Il y avait aussi ce papier collé à l'envers, où on ne parvenait à lire que ces mots : après sa mort.
Et moi, qu'aurais-je voulu "sauver" si j'avais eu à écrire à mon tour sur les bandelettes de papier rouges comme l'urgence - ou comme la passion ? Qu'aurais-je pu coller dans la lumière, face aux arbres et aux fleurs du jardin ?
Peut-être que j'aurais demandé qu'elle soit sauvée, cette promenade en barque avec toi, sur le marais de Coulon, un jour de Toussaint splendide où l'on avait cru que l'hiver ne viendrait pas. Le lendemain matin, il gelait à pierre fendre et on cassait la glace sur l'eau de la mare, dans la cour où les canards nous regardaient tristement.
J'aurais pu essayer aussi de la sauver, cette petite table marquetée que ma grand-mère avait achetée à Capri, pendant le seul voyage qu'en toute sa vie elle avait fait avec mon grand-père. Quand on ouvrait le couvercle, une boîte à musique jouait "la donna è mobile". Puis la musique ralentissait, et lorsqu'elle se taisait, le silence était si lourd que nous ne pouvions nous empêcher, enfants que nous étions, de remonter le ressort jusqu'à le mettre en péril. Mais la musique finissait toujours par s'interrompre, toujours quelqu'un refermait le couvercle. Je crois que lorsque la table italienne a été vendue aux enchères, après, le mécanisme était depuis longtemps brisé.
On ne peut pas sauver, dans une vie humaine, ce qui vraiment fut précieux. Car c'est d'avoir disparu qui fait le prix de ce qu'on voudrait voir sauvé.
Cela n'est rien d'abord, ou si peu. Un moment presque ordinaire, un objet de mauvais goût peut-être. Comment saurions-nous que c'est justement là ce qui nous sera le plus cher ? Rien ne nous l'indique et nous le laissons perdre.
Puis quelque chose se brise, une voix se tait, ou bien l'hiver a gelé la dernière promesse de l'automne.
Et il ne nous reste plus qu'à écrire, en phrases habiles ou malhabiles, sur des bouts de papiers ou sur nos coeurs qui saignent, les inutiles mots de nos regrets.
L'Oeil était sur la porte et il me regardait.
Il pleuvait gris et froid, rue du Vieil-Hôpital, dans ce coin sombre de la ville.
C'était un grand oeil sans paupière, semblable à ceux des anciens dieux debout dans la lumière, luisant et brun comme une planète roulant dans le cercle des nuits, avec les cils vibratiles et ardents des premiers infusoires, aux eaux noires et profondes de la vie primitive.
Je l'ai aussitôt admiré.
Le cadenas doré, et la chaîne d'acier, brillante, solide et plusieurs fois nouée, je ne les ai remarqués qu'ensuite.
Sans doute parce que l'oeil était immense, et neuf, et libre.
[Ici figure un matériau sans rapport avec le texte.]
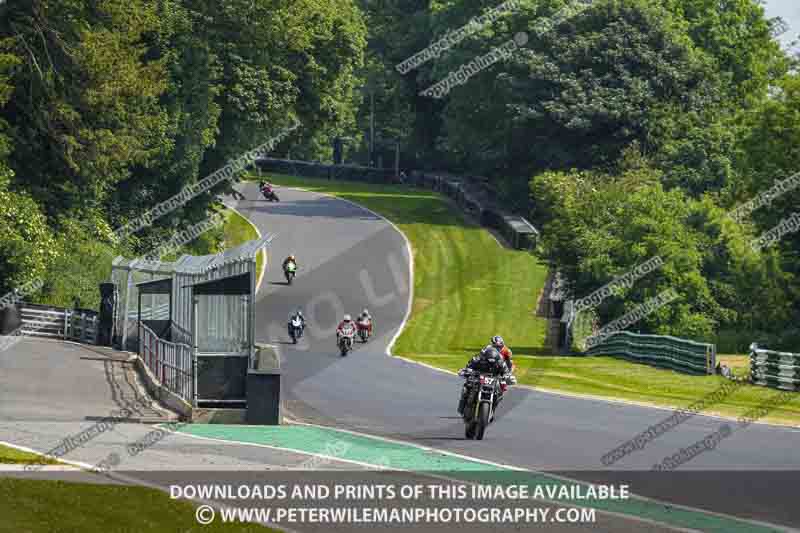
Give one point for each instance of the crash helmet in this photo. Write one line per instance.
(490, 352)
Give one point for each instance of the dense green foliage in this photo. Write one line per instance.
(627, 129)
(110, 107)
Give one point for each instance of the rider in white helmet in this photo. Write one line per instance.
(347, 321)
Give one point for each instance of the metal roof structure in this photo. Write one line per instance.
(201, 307)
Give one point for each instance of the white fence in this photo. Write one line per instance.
(70, 324)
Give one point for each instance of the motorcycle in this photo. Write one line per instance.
(296, 329)
(478, 403)
(364, 330)
(290, 271)
(269, 194)
(346, 339)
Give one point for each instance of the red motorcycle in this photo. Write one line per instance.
(269, 194)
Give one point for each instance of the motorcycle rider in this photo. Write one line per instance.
(297, 314)
(347, 322)
(289, 259)
(489, 361)
(499, 344)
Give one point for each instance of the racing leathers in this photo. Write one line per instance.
(489, 361)
(302, 322)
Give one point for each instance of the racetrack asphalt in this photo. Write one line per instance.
(349, 259)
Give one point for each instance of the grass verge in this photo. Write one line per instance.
(36, 506)
(18, 457)
(238, 230)
(467, 288)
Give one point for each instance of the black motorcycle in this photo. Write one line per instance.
(477, 405)
(295, 329)
(269, 194)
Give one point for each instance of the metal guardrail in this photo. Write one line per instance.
(778, 370)
(659, 350)
(169, 362)
(70, 324)
(520, 233)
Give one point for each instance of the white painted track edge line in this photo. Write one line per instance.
(555, 476)
(431, 474)
(409, 251)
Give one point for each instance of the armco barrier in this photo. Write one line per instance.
(470, 194)
(779, 370)
(659, 350)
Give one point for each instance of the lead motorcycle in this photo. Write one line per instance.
(290, 271)
(346, 339)
(295, 329)
(269, 194)
(478, 401)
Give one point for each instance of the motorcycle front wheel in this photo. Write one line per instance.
(483, 420)
(470, 430)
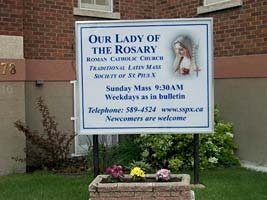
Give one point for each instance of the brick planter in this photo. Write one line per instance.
(142, 190)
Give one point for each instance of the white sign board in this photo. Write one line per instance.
(145, 76)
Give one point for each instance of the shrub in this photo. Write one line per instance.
(49, 149)
(176, 151)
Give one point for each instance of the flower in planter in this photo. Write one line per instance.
(163, 175)
(115, 172)
(137, 174)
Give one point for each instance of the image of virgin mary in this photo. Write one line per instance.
(184, 62)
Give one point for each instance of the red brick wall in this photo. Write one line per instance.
(48, 29)
(49, 24)
(237, 31)
(136, 9)
(11, 17)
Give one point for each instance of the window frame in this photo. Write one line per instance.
(225, 4)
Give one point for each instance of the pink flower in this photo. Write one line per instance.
(163, 175)
(115, 171)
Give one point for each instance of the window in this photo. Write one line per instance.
(101, 5)
(215, 5)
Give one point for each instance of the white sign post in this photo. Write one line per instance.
(145, 76)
Si complètement ouvert, si absolument innocent qu'aucun cadenas, aucune chaîne n'y pouvaient rien changer.
Pour décadenasser les pensées, faire tomber les verrous, on n'aurait pas besoin de briser les chaînes, pas besoin de connaître les secrets, pas besoin de savoir le chiffre, pas besoin de posséder les clés, pas besoin de la force qui peut rompre le fer.
Il suffirait d'ouvrir grand les yeux, si grand que l'infini y bercerait ses mondes, et la vie ses enfants.
Il suffirait d'arrondir la prunelle en bouclier de bronze, si rond que le jour y laisserait tous ses reflets, et la nuit toutes ses armes.
Il suffirait de regarder le monde bien en face.
Sans se laisser troubler par la lumière ou par l'ombre, par le savoir ou par l'illusion, par l'or ou par la misère, par la laideur ou par la beauté.
De regarder vraiment. Comme au premier jour Celui-là nous regarda.